There should be a drain just behid the rear axle near the center of the trailer, sticking through the enclosure material. If it is just a cap like the lowpoint drains then I would suggest you put a plastic ball valve on it to make things easier.

Camptails


----------



## vdub

Not sure about your TT, but my 5 has a petcock on the drain tube, so maybe look for the only tube with a petcock. The petcock is way too slow for anyone with a type-a personality, so I usually remove the petcock to let it drain faster. If you are going to let your rig set for any extended period of time (say more than a couple weeks), then you also might want to drain your hot water tank. If it sits for a while, then the 6 gallons in the hot water tank gets pretty nasty and is somewhat difficult to drain/flush/drain/flush repeatedly to get good water in it again. Just lower the hot water panel and you should see a plastic plug on the lower left area just behind a few fresh tubes. I believe it was put in this particular location to make it hard to get to by joe-consumer.
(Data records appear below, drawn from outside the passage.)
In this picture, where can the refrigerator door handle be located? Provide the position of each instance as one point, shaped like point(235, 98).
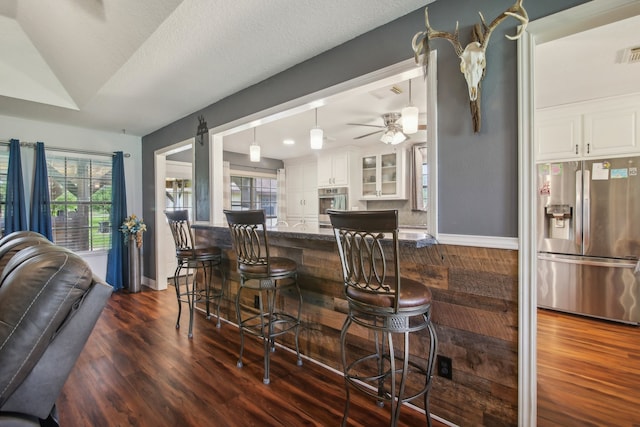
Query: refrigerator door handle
point(568, 259)
point(586, 210)
point(578, 213)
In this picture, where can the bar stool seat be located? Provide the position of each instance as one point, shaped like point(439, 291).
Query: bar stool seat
point(277, 267)
point(202, 259)
point(413, 295)
point(389, 305)
point(265, 275)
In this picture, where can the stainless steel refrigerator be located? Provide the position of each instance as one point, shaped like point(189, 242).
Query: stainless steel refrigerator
point(588, 225)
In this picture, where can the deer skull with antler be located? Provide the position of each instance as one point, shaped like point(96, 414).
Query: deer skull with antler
point(473, 56)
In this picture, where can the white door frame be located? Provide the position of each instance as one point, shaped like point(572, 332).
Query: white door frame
point(574, 20)
point(160, 171)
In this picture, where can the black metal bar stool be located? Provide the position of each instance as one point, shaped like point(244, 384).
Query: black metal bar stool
point(265, 275)
point(189, 256)
point(382, 301)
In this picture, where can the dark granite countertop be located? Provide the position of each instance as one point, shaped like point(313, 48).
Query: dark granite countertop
point(418, 237)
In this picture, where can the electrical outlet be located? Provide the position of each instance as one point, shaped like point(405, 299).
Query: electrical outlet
point(445, 368)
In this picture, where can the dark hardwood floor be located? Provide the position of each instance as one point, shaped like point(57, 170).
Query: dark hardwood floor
point(138, 370)
point(588, 372)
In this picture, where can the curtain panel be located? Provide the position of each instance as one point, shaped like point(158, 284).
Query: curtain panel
point(40, 218)
point(117, 260)
point(16, 214)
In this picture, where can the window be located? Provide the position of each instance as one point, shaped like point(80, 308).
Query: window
point(80, 191)
point(250, 192)
point(4, 168)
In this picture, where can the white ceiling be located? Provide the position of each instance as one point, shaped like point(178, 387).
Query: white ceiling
point(588, 65)
point(138, 65)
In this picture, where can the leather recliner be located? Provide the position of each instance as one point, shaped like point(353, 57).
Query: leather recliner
point(49, 303)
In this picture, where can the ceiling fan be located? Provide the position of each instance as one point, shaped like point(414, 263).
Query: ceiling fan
point(391, 126)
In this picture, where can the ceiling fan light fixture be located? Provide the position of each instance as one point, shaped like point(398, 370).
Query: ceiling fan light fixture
point(316, 136)
point(254, 149)
point(393, 137)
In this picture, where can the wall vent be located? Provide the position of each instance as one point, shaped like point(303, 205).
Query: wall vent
point(631, 55)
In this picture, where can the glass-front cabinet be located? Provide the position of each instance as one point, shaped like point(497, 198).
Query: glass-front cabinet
point(382, 176)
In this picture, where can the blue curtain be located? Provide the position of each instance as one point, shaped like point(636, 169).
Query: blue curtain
point(40, 219)
point(16, 214)
point(117, 259)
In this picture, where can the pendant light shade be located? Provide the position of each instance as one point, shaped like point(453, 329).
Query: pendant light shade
point(254, 149)
point(409, 116)
point(316, 136)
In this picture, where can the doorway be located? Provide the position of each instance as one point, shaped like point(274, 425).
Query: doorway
point(164, 169)
point(578, 19)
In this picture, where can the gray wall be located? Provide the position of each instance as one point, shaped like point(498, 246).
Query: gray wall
point(478, 173)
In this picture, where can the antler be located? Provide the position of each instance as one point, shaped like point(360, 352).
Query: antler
point(420, 42)
point(516, 11)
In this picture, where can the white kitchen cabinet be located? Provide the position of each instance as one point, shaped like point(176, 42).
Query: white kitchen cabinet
point(333, 169)
point(302, 192)
point(612, 132)
point(594, 129)
point(383, 176)
point(558, 136)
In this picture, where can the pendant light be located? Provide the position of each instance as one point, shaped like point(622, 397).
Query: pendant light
point(316, 135)
point(254, 149)
point(410, 116)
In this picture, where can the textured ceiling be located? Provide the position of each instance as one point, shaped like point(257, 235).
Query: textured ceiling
point(588, 65)
point(142, 64)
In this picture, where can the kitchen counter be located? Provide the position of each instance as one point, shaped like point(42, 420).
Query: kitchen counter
point(412, 237)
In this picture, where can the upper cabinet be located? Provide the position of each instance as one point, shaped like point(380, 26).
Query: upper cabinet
point(302, 192)
point(601, 128)
point(383, 175)
point(334, 169)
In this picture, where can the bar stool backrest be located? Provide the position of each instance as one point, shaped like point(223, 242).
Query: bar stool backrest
point(368, 249)
point(181, 230)
point(248, 236)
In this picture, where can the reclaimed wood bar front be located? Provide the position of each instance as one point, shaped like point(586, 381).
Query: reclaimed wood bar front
point(474, 311)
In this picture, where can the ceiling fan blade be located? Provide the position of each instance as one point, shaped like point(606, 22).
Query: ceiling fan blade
point(363, 124)
point(368, 134)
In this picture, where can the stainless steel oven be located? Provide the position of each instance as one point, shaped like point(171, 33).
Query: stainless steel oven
point(331, 198)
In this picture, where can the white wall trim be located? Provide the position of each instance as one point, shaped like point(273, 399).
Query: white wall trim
point(479, 241)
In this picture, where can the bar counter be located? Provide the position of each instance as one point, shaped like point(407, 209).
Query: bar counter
point(409, 237)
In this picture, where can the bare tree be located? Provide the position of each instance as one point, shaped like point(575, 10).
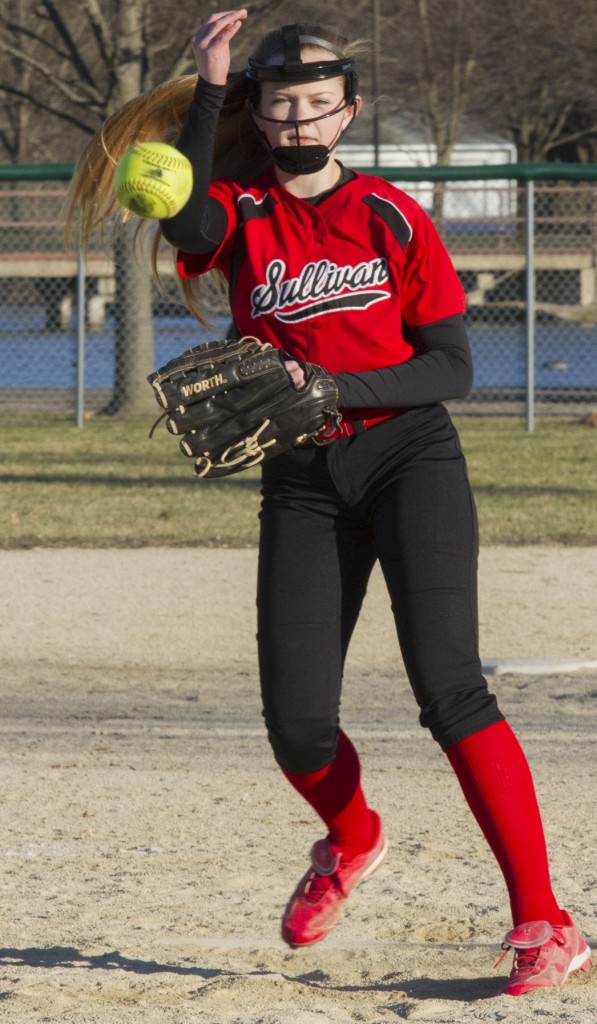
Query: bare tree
point(542, 67)
point(80, 64)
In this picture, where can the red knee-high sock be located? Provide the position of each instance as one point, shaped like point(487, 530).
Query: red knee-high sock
point(498, 785)
point(335, 794)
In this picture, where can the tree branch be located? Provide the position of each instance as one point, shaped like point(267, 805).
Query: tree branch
point(56, 112)
point(75, 54)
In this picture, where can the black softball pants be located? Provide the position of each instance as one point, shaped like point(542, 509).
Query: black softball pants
point(397, 493)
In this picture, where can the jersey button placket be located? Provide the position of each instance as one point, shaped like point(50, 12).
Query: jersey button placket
point(317, 251)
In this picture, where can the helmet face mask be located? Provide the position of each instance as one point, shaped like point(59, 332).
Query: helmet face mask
point(288, 68)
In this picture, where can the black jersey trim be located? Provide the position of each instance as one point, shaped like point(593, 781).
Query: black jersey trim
point(255, 209)
point(392, 216)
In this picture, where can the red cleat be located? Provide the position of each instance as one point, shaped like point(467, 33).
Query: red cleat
point(544, 955)
point(316, 903)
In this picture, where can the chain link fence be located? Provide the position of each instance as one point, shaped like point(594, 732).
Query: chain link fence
point(82, 335)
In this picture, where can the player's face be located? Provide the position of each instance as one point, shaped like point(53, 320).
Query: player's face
point(320, 105)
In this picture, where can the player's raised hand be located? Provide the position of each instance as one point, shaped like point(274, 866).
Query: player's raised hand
point(211, 44)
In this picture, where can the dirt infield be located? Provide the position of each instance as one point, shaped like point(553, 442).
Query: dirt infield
point(148, 844)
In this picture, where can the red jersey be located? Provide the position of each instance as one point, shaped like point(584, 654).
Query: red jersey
point(331, 284)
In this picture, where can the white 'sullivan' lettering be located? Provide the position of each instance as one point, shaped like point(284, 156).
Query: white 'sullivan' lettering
point(324, 280)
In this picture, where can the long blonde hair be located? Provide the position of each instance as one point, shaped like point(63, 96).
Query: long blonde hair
point(159, 116)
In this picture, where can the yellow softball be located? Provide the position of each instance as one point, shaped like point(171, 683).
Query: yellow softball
point(153, 179)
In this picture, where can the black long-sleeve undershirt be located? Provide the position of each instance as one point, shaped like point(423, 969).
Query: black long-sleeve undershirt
point(202, 223)
point(441, 366)
point(440, 369)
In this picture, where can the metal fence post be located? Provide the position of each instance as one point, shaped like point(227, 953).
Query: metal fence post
point(80, 339)
point(530, 311)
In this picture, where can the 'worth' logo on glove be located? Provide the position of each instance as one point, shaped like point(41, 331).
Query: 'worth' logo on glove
point(236, 404)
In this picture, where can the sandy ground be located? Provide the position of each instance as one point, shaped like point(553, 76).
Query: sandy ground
point(148, 843)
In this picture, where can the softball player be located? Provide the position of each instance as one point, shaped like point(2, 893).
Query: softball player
point(347, 271)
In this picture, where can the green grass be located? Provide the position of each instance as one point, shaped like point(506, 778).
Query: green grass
point(109, 484)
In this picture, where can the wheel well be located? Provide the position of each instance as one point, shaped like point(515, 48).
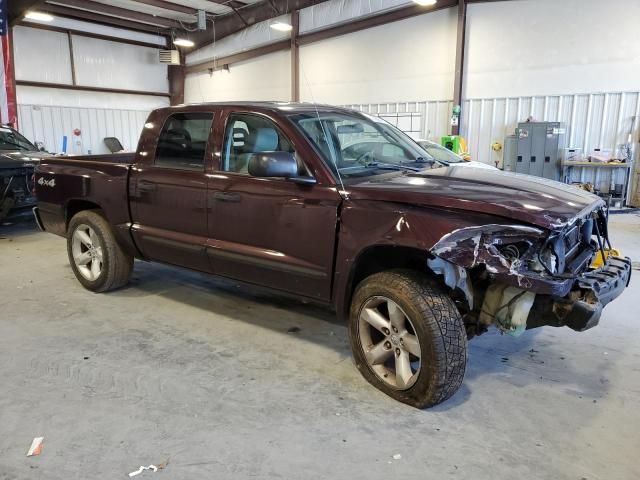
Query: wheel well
point(385, 257)
point(76, 206)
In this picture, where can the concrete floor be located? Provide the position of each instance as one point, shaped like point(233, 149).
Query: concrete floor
point(188, 368)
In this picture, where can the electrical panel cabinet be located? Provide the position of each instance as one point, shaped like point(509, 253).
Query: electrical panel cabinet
point(539, 149)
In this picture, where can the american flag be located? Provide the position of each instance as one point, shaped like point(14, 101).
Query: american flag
point(8, 110)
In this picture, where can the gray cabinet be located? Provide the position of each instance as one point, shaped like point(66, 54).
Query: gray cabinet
point(539, 149)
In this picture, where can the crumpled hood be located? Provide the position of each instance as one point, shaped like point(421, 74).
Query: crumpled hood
point(522, 198)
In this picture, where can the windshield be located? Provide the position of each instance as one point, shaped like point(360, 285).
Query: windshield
point(357, 145)
point(440, 153)
point(12, 140)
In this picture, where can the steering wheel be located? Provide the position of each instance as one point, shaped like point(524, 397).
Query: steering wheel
point(366, 158)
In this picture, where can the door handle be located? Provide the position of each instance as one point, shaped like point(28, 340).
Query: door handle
point(226, 197)
point(146, 186)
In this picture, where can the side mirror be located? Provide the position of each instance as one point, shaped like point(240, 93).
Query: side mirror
point(277, 164)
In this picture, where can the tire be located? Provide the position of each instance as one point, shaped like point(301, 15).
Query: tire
point(434, 330)
point(114, 265)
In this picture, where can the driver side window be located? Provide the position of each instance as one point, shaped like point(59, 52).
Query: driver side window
point(248, 134)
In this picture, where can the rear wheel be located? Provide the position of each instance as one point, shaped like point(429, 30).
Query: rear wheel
point(96, 258)
point(408, 338)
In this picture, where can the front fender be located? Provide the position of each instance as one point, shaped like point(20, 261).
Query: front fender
point(366, 224)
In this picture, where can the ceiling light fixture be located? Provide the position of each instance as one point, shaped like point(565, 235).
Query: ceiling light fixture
point(281, 26)
point(183, 42)
point(43, 17)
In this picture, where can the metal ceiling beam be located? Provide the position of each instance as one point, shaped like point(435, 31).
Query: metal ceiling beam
point(233, 4)
point(174, 7)
point(219, 63)
point(351, 27)
point(16, 9)
point(373, 21)
point(257, 12)
point(99, 19)
point(131, 15)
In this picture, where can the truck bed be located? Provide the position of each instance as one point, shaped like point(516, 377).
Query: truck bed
point(127, 157)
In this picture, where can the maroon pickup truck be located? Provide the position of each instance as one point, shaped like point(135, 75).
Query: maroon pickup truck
point(335, 206)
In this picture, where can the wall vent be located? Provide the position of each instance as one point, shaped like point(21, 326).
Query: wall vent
point(171, 57)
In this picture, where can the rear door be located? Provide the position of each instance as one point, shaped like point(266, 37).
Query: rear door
point(269, 231)
point(169, 191)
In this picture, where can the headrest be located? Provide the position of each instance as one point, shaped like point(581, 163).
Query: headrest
point(239, 137)
point(266, 140)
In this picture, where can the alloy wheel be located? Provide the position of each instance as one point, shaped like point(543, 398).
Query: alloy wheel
point(87, 252)
point(389, 342)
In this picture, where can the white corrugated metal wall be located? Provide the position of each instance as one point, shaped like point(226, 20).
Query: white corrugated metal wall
point(49, 124)
point(596, 120)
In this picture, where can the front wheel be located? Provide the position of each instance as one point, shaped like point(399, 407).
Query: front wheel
point(96, 258)
point(408, 338)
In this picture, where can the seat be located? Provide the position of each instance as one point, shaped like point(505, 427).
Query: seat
point(261, 140)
I plan to mod mine in some way to make the hot water drain a little more accessible.


----------



## Castle Rock Outbackers

WgnWheeler said:


> what appear to be two fresh water drain lines under the trailer in the back corner, but the water doesn't drain when I remove the caps. Any suggestions?
> [snapback]43715[/snapback]​


You removed the fresh water low point drain caps. Like others have said, look under the trailer near the fresh water inlet, you'll see another cap there that will drain your fresh tank. Be sure to twist only the cap. On mine, the entire pipe will turn if I don't secure it.

Randy


----------



## Katrina

[/quote]

You removed the fresh water low point drain caps. Like others have said, look under the trailer near the fresh water inlet, you'll see another cap there that will drain your fresh tank. Be sure to twist only the cap. On mine, the entire pipe will turn if I don't secure it.

Randy
[snapback]43829[/snapback]​[/quote]

Had the entire pipe turning on mine. Unscrewed it to find that it was a threaded fitting right in the tank itself. Removed the pipe and screwed in a plastic valve.
Works much better than dealing with the cap.


----------



## Armand_C

on My 2005 29FBHS my fresh water drain is the one at left rear corner. It is right at the left rear stabilizer below the water fill inlet. You might want to look there just in case.


----------



## Castle Rock Outbackers

Katrina said:


> Unscrewed it to find that it was a threaded fitting right in the tank itself. [snapback]43841[/snapback]​


Since the pipe turns, I figured as such (threaded directly into the tank). Good idea on just replacing the pipe with a valve.

Randy


----------